Le retour décomplexé des banques à Davos

© Reuters

Fini les excuses. Après s’être fait discrètes ces deux dernières années, les banques réapparaissent en force au Forum économique mondial. Et elles comptent bien obtenir des concessions sur la régulation financière.

Le temps de la discrétion et des remords est passé. Pour Wall Street, le moment est venu de tourner la page et d’affronter les projecteurs des médias au Forum économique mondial de Davos. Au plus fort de la crise en 2009, les dirigeants de Citigroup, Barclays, Morgan Stanley et Bank of America n’avaient pas osé venir à la grande réunion annuelle qui rassemble le gotha des affaires et de la politique. L’année suivante, certains avaient participé, tout en gardant profil pas. Cette année, les dirigeants sont tous là, la tête haute.

Les banques se sont toutes refait une santé en 2010. JPMorgan a vu son bénéfice bondir de 48%. Morgan Stanley est revenue largement dans le vert, de même que Citigroup, ce qui a permis au Trésor de solder sa participation dans la banque.

Boostées par des profits records, elles ne se cachent plus pour mettre en avant leurs revendications. “Les banquiers et lobbies y vont avec de longues listes de règles qu’ils aimeraient édulcorer ou supprimer”, affirme le Wall Street Journal.

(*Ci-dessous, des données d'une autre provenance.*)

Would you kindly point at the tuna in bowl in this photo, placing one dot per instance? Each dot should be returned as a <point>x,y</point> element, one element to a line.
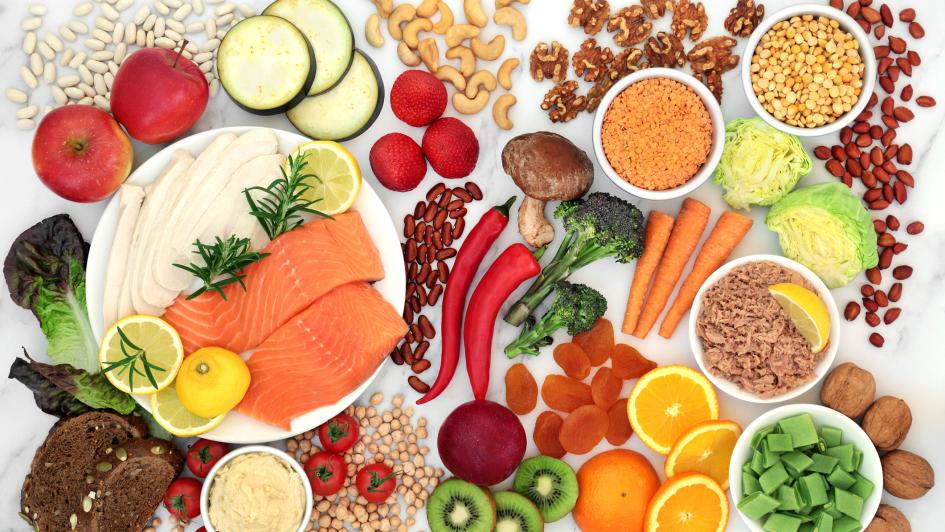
<point>748,332</point>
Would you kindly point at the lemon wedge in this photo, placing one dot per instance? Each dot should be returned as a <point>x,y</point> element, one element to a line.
<point>806,310</point>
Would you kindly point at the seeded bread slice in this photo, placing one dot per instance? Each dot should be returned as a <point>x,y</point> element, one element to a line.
<point>55,485</point>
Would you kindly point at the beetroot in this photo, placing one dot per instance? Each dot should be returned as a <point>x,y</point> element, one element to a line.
<point>481,442</point>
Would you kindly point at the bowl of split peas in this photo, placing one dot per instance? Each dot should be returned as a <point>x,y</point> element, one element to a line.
<point>809,70</point>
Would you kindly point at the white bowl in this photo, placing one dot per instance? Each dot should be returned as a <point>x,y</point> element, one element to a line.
<point>718,133</point>
<point>205,490</point>
<point>823,416</point>
<point>819,287</point>
<point>847,24</point>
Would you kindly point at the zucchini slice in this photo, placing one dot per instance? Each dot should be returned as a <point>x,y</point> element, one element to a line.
<point>329,33</point>
<point>266,64</point>
<point>346,111</point>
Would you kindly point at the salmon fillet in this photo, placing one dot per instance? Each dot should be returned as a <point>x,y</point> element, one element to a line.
<point>321,355</point>
<point>304,264</point>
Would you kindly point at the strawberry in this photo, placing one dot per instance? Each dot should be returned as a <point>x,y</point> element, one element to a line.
<point>418,98</point>
<point>451,147</point>
<point>397,162</point>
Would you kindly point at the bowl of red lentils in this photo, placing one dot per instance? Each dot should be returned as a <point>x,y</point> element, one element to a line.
<point>658,134</point>
<point>811,71</point>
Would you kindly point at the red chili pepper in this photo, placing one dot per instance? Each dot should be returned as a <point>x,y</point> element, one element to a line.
<point>514,266</point>
<point>467,262</point>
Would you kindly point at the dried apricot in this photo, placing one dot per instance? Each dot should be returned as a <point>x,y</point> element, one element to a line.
<point>605,388</point>
<point>628,363</point>
<point>573,360</point>
<point>547,429</point>
<point>564,393</point>
<point>583,429</point>
<point>521,390</point>
<point>598,342</point>
<point>619,429</point>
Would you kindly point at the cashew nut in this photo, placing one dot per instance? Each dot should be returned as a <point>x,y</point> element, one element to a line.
<point>403,14</point>
<point>483,79</point>
<point>509,16</point>
<point>467,106</point>
<point>474,13</point>
<point>488,51</point>
<point>459,33</point>
<point>414,27</point>
<point>467,60</point>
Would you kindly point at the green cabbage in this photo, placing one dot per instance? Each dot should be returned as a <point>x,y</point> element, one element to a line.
<point>759,163</point>
<point>825,228</point>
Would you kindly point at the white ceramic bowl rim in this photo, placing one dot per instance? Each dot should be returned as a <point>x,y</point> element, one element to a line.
<point>846,23</point>
<point>820,370</point>
<point>718,133</point>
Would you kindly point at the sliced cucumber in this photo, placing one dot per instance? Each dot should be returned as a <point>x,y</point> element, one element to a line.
<point>329,33</point>
<point>346,111</point>
<point>266,64</point>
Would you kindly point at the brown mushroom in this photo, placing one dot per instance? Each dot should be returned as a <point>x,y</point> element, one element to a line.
<point>547,167</point>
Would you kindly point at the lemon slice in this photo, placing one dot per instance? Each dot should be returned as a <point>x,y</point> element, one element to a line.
<point>339,176</point>
<point>141,354</point>
<point>806,310</point>
<point>170,413</point>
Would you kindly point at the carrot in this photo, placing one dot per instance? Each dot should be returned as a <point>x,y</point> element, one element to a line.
<point>658,228</point>
<point>727,233</point>
<point>691,222</point>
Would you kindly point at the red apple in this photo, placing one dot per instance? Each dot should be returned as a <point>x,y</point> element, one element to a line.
<point>158,94</point>
<point>81,153</point>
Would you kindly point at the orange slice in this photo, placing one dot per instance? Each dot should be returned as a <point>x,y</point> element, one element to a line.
<point>690,502</point>
<point>667,402</point>
<point>707,449</point>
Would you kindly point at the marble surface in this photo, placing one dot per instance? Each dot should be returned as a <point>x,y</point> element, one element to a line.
<point>911,365</point>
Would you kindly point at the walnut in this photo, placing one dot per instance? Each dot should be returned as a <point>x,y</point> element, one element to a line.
<point>906,475</point>
<point>549,63</point>
<point>887,422</point>
<point>589,14</point>
<point>562,102</point>
<point>631,25</point>
<point>848,389</point>
<point>591,62</point>
<point>691,18</point>
<point>744,17</point>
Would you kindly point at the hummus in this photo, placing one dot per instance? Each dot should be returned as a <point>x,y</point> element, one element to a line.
<point>257,492</point>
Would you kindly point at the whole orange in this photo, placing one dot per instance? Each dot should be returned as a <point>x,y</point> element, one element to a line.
<point>614,490</point>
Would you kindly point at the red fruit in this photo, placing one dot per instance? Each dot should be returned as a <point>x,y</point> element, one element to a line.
<point>398,162</point>
<point>418,98</point>
<point>451,147</point>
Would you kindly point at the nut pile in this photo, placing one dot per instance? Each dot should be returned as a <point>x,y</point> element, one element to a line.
<point>868,152</point>
<point>78,61</point>
<point>430,231</point>
<point>388,435</point>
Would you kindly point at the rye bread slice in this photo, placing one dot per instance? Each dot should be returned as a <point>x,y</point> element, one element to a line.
<point>56,483</point>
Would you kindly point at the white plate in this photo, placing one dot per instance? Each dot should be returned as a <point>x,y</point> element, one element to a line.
<point>238,428</point>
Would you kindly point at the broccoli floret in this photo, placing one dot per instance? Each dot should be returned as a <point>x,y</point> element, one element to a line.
<point>576,308</point>
<point>598,225</point>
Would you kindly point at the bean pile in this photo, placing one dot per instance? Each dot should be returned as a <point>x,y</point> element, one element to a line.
<point>868,153</point>
<point>430,231</point>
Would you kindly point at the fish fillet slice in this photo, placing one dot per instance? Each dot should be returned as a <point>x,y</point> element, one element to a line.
<point>321,355</point>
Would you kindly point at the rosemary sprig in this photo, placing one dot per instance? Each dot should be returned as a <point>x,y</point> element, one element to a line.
<point>223,264</point>
<point>282,203</point>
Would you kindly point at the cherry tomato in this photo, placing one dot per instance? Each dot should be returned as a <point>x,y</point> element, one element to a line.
<point>326,472</point>
<point>339,434</point>
<point>203,455</point>
<point>376,482</point>
<point>182,499</point>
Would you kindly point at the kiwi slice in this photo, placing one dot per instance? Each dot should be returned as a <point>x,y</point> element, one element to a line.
<point>458,506</point>
<point>549,483</point>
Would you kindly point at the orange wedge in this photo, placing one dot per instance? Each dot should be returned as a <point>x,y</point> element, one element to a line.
<point>690,502</point>
<point>667,402</point>
<point>707,449</point>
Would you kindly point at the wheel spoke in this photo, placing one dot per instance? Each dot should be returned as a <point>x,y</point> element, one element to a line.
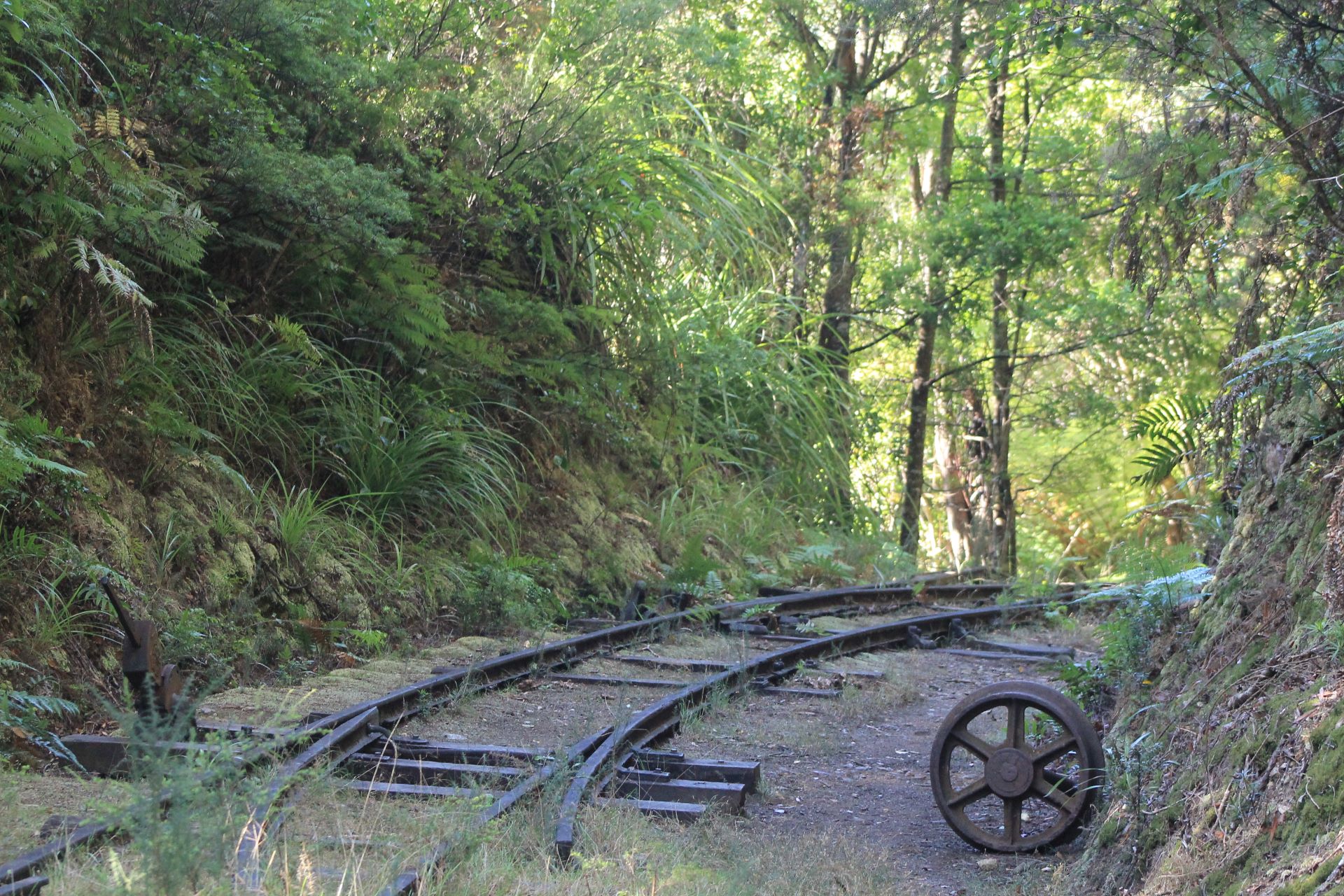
<point>971,742</point>
<point>1016,724</point>
<point>969,794</point>
<point>1054,750</point>
<point>1012,820</point>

Car d’après les banquiers, la situation est sous contrôle. Trois PDG de banques interrogés par le Financial Times ont ainsi assuré que la leçon de la crise avait été apprise : leur banque maîtrise la gestion du risque, les gouvernements doivent “passer à autre chose” et de toute façon, les régulateurs, par définition “dépassés”, sont incapables de comprendre les nouveaux produits. Le message est simple : n’essayez même pas de réguler, vous n’y arriverez pas et en plus ce sera nocif pour l’économie.

Edulcorer les nouvelles règles Dans le collimateur des lobbies, les nouvelles exigences de capital de Bâle 3, mais aussi certaines dispositions de la loi américaine Dodd-Franck.

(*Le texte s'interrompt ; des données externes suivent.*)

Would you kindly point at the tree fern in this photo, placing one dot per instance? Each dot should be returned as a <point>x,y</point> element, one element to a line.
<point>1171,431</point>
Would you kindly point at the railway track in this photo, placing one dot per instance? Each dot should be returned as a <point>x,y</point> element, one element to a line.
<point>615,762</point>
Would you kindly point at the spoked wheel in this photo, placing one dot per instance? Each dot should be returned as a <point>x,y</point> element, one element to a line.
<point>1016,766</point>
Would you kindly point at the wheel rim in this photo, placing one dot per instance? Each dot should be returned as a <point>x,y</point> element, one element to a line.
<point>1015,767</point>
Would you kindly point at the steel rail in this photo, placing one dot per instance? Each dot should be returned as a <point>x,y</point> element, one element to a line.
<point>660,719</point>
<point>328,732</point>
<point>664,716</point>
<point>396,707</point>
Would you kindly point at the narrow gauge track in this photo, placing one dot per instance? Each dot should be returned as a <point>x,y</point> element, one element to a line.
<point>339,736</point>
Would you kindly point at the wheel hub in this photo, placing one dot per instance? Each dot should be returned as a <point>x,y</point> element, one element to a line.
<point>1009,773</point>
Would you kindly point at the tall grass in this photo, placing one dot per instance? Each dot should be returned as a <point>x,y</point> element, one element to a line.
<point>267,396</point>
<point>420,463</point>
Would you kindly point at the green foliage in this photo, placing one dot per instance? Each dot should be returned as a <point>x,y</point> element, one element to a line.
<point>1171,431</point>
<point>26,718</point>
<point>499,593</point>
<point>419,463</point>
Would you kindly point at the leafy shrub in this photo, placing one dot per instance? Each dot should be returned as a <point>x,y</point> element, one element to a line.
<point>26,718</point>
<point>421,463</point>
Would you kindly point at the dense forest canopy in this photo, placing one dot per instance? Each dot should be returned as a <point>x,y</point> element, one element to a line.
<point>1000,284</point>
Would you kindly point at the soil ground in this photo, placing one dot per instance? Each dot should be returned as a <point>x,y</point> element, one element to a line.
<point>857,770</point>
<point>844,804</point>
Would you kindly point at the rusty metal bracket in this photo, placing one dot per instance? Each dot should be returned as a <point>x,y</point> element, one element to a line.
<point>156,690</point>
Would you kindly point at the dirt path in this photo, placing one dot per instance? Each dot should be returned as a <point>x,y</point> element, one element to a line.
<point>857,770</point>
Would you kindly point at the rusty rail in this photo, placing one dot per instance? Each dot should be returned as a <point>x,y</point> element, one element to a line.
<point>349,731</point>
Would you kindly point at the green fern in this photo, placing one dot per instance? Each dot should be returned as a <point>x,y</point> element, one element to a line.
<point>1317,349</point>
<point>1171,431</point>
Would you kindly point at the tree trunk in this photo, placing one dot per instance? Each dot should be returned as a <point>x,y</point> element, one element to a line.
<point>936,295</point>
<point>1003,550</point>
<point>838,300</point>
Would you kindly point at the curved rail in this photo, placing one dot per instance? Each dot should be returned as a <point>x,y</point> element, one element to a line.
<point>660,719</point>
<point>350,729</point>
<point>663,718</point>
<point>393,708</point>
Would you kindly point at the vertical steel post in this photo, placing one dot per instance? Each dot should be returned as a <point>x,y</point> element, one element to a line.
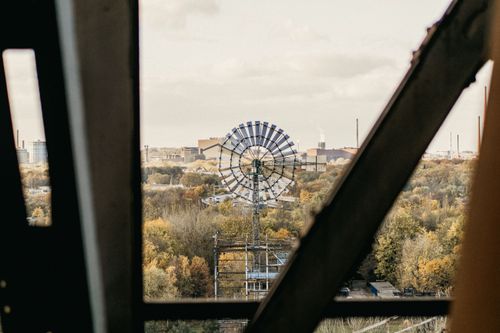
<point>246,268</point>
<point>267,264</point>
<point>216,266</point>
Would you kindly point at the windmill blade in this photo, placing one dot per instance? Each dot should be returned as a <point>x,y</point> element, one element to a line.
<point>258,133</point>
<point>282,140</point>
<point>270,132</point>
<point>265,127</point>
<point>276,136</point>
<point>245,136</point>
<point>250,127</point>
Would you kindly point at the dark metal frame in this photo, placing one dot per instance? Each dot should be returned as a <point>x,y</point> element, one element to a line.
<point>445,64</point>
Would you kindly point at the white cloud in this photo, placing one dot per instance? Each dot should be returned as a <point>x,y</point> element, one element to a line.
<point>174,14</point>
<point>295,32</point>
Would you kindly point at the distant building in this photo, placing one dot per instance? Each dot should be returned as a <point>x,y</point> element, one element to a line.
<point>190,154</point>
<point>209,147</point>
<point>383,289</point>
<point>23,157</point>
<point>332,154</point>
<point>39,152</point>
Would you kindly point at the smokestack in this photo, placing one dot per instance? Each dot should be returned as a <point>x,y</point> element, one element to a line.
<point>485,100</point>
<point>451,145</point>
<point>478,133</point>
<point>357,133</point>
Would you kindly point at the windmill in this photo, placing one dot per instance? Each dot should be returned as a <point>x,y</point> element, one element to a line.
<point>257,164</point>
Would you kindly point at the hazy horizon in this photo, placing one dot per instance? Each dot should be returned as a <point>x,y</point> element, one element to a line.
<point>310,68</point>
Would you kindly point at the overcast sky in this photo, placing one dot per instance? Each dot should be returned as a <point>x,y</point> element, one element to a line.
<point>311,67</point>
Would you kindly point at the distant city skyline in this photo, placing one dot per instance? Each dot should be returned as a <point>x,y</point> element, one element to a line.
<point>312,69</point>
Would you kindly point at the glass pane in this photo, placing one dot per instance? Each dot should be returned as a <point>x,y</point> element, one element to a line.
<point>177,326</point>
<point>26,112</point>
<point>226,194</point>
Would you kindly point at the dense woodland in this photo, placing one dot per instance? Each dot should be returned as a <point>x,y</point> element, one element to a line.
<point>417,246</point>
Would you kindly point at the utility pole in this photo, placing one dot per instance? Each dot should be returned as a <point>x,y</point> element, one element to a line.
<point>357,133</point>
<point>451,146</point>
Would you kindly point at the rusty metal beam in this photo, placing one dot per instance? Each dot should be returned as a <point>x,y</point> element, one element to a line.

Les arguments sont bien rodés. Si les banques se conforment aux normes prudentielles dites de Bâle 3, elles pourront moins prêter et cela plombera la reprise. Autre variante : un des effets pervers des normes sera d’inciter les banques à accumuler des obligations publiques, alors même que la crise actuelle de la dette européenne nous montre qu’elles peuvent s’avérer risquées…

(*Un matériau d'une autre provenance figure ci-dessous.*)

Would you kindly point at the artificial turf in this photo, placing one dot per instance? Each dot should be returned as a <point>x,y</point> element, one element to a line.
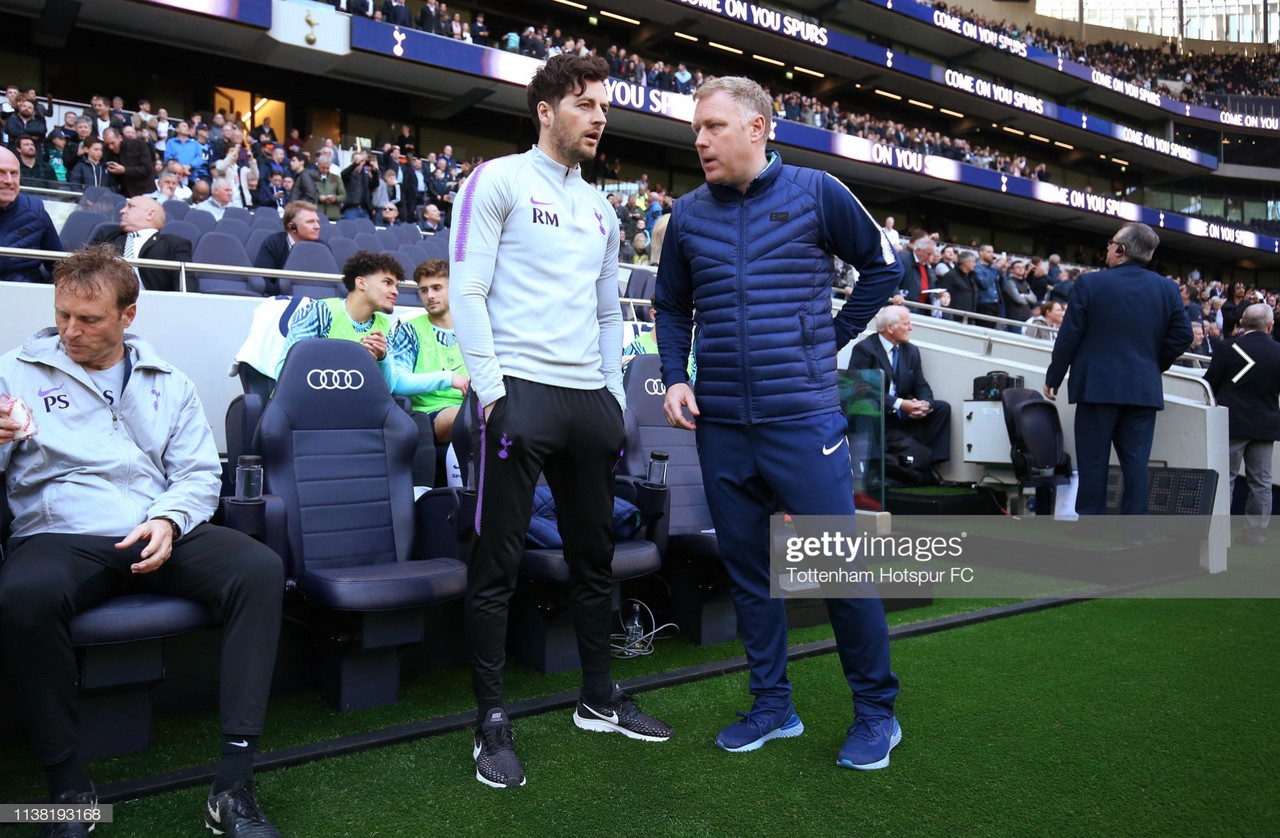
<point>1102,718</point>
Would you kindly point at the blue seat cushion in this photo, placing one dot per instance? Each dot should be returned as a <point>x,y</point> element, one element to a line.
<point>630,559</point>
<point>138,617</point>
<point>387,586</point>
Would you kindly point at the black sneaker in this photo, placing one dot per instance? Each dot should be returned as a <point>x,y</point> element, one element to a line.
<point>494,752</point>
<point>236,813</point>
<point>620,714</point>
<point>73,829</point>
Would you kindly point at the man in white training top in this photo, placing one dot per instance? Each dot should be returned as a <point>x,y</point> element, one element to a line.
<point>533,237</point>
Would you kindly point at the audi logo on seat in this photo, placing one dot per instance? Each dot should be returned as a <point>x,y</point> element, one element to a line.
<point>336,380</point>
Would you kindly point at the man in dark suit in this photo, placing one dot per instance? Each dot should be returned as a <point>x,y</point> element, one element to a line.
<point>1124,328</point>
<point>131,164</point>
<point>1246,380</point>
<point>909,403</point>
<point>138,236</point>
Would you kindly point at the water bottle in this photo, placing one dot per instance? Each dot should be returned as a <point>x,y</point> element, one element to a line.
<point>634,630</point>
<point>248,477</point>
<point>658,468</point>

Les lobbies ont déjà réussi à repousser à 2018 l’application des nouvelles règles. Mais certains pays comme la Suisse demandent à leurs banques de s’y adapter en avance. Le Royaume-Uni envisage même d’adopter des standards encore plus stricts que Bâle. Les lobbies bancaires vont donc tenter de dissuader les gouvernements de faire autant de zèle.

L’un des volets contestés de Bâle 3 est l’établissement d’une liste de banques dites systémiques, préalable à la définition de normes plus strictes. “Cela poussera à différencier celles-ci aux yeux du marché et il y a un risque que cela encourage la concentration”, ce qui aggravera le problème plutôt que le résoudre, a déclaré lundi le PDG de Société Générale Frédéric Oudéa dans une réunion préalable à Davos.

Quant à la réforme de Wall Street, les lobbies vont s’attaquer à la fameuse règle Volcker qui vise à limiter le trading pour compte propre. Selon le Financial Times, les banques vont esssayer de convaincre que cette activité lucrative n’était pas un facteur clé de la crise financière. Elles vont également chercher à démonter l’idée selon laquelle les banques “too big to fail” devraient être démantelées.

Pour Phillip Thorpe, le président de l’autorité de régulation du Qatar qui s’est confié au New York Times, l’attitude désinvolte des banques va inévitablement conduire à une nouvelle crise.